Historically, our primary subscription service has been our subscription access service. Moving forward, we seek to develop, test and market new
subscription products and services that are either owned by us or by third parties. To facilitate this goal, we are planning to develop a single, open, consumer-
facing platform that will allow us to manage and distribute these additional subscription products as well as our subscription access service. We plan to offer
those subscriptions to our access subscribers and to other Internet consumers.

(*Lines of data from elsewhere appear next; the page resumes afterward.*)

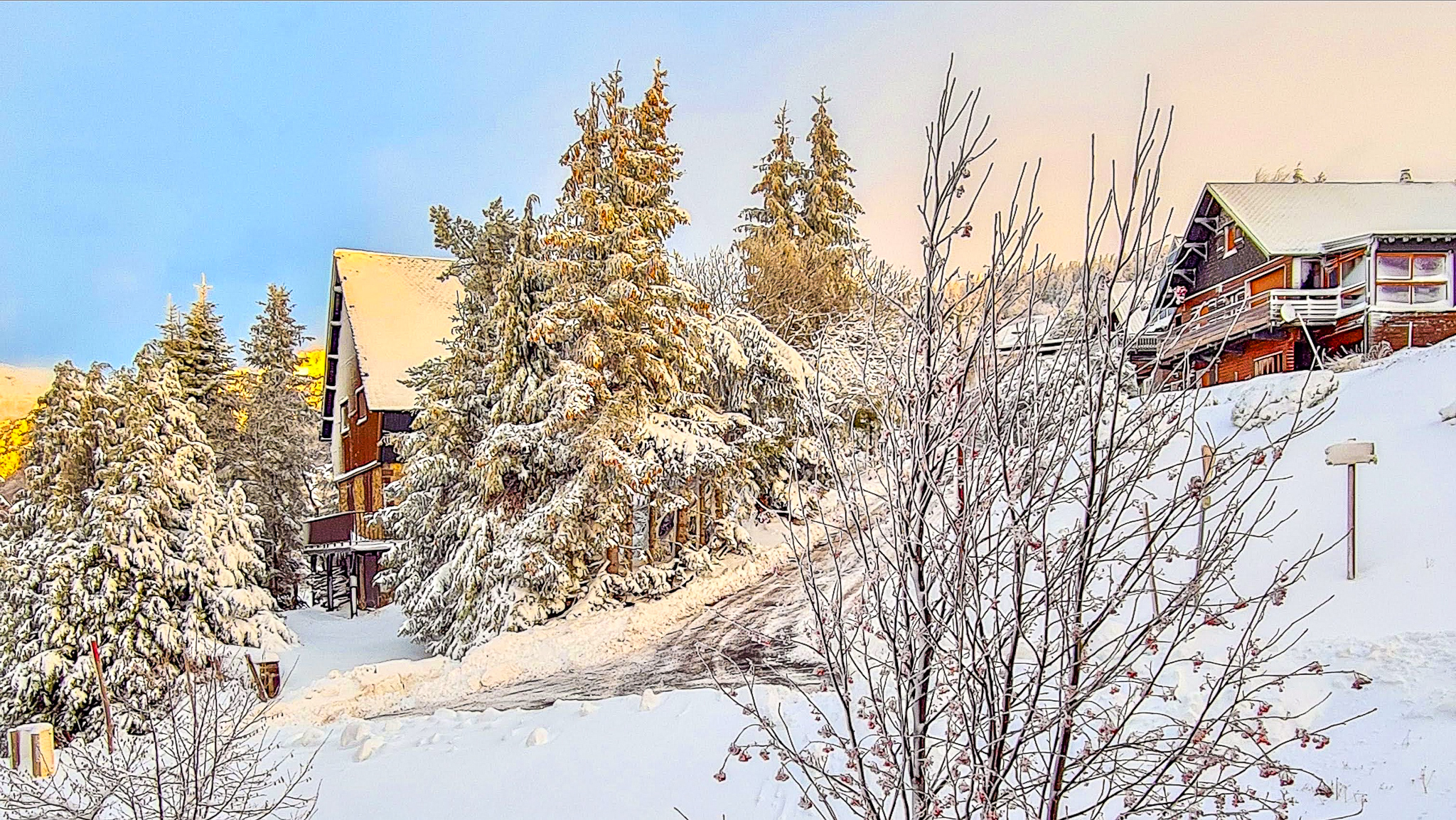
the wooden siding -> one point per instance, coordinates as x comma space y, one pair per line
1413, 328
1236, 361
1219, 268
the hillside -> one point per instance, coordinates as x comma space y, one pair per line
1393, 624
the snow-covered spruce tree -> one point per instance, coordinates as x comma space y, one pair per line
568, 427
277, 443
796, 272
60, 464
478, 454
204, 366
778, 218
162, 568
829, 208
1064, 606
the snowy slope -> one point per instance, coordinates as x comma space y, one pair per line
1397, 622
615, 760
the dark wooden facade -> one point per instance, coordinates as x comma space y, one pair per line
1235, 311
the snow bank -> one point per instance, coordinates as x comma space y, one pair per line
1270, 398
550, 649
614, 762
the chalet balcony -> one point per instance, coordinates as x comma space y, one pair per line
1315, 308
341, 528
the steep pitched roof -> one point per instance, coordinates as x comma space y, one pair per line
400, 312
1292, 218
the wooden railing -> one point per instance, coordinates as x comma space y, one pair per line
341, 528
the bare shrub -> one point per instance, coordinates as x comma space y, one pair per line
1044, 618
204, 752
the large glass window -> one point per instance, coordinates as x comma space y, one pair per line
1413, 279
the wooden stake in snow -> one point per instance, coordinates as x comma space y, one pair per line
105, 698
1350, 453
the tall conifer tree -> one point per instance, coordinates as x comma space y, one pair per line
158, 568
277, 442
829, 208
204, 368
779, 186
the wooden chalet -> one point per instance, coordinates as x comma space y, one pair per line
386, 315
1268, 276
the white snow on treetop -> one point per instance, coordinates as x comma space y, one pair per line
400, 311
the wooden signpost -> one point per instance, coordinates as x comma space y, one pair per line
1350, 453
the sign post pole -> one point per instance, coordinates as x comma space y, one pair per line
1350, 453
1350, 553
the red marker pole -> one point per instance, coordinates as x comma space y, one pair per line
105, 700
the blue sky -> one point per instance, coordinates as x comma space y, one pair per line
143, 146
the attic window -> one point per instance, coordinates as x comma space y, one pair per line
1413, 279
1231, 239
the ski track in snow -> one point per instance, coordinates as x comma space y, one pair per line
647, 756
747, 614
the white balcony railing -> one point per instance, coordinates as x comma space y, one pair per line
1324, 307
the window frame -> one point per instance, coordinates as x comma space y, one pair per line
1231, 239
1411, 280
1275, 360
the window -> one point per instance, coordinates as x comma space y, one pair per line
1265, 365
1413, 279
1231, 239
1311, 275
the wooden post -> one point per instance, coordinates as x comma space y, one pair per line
702, 516
33, 749
1204, 501
105, 698
1350, 553
680, 535
258, 681
651, 533
1349, 454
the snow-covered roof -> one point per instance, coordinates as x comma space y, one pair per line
400, 312
1292, 218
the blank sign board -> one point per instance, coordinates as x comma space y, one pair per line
1350, 453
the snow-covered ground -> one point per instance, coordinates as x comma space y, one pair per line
638, 756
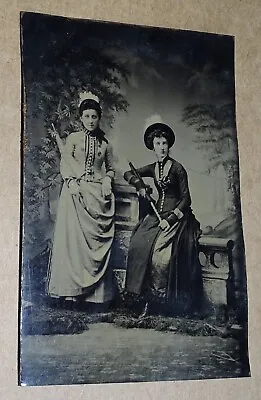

For the years ended December 31, 2009, 2008 and 2007, our subscription revenues were $1,388.8 million, $1,929.3 million and $2,787.9 million,
respectively. Our subscription revenues have relatively low direct costs, and accordingly, our subscription access service represents the source of the vast
majority of our operating income. Although our subscription revenues have declined and are expected to continue to decline, we believe that our subscription
access service will continue to provide us with an important source of revenue and cash flow in the near term. The revenue and cash flow generated from our
subscription access service will help us to pursue our strategic initiatives and continue the transition of our business toward attracting and engaging Internet
consumers and generating advertising revenues. We expect our total revenues and operating income to decline in the near term and foreseeable future, even if
our strategy is successful and we are able to grow our advertising revenues, primarily due to the continuing decline in our subscriber base.
THIRD PARTY NETWORK
We also generate advertising revenues through the sale of advertising on the Third Party Network. Our advertising offerings on the Third Party
Network consist primarily of the sale of display advertising. In order to generate advertising revenues on the Third Party Network, we have historically had to
incur higher traffic acquisition costs ("TAC") as compared to advertising on AOL Properties.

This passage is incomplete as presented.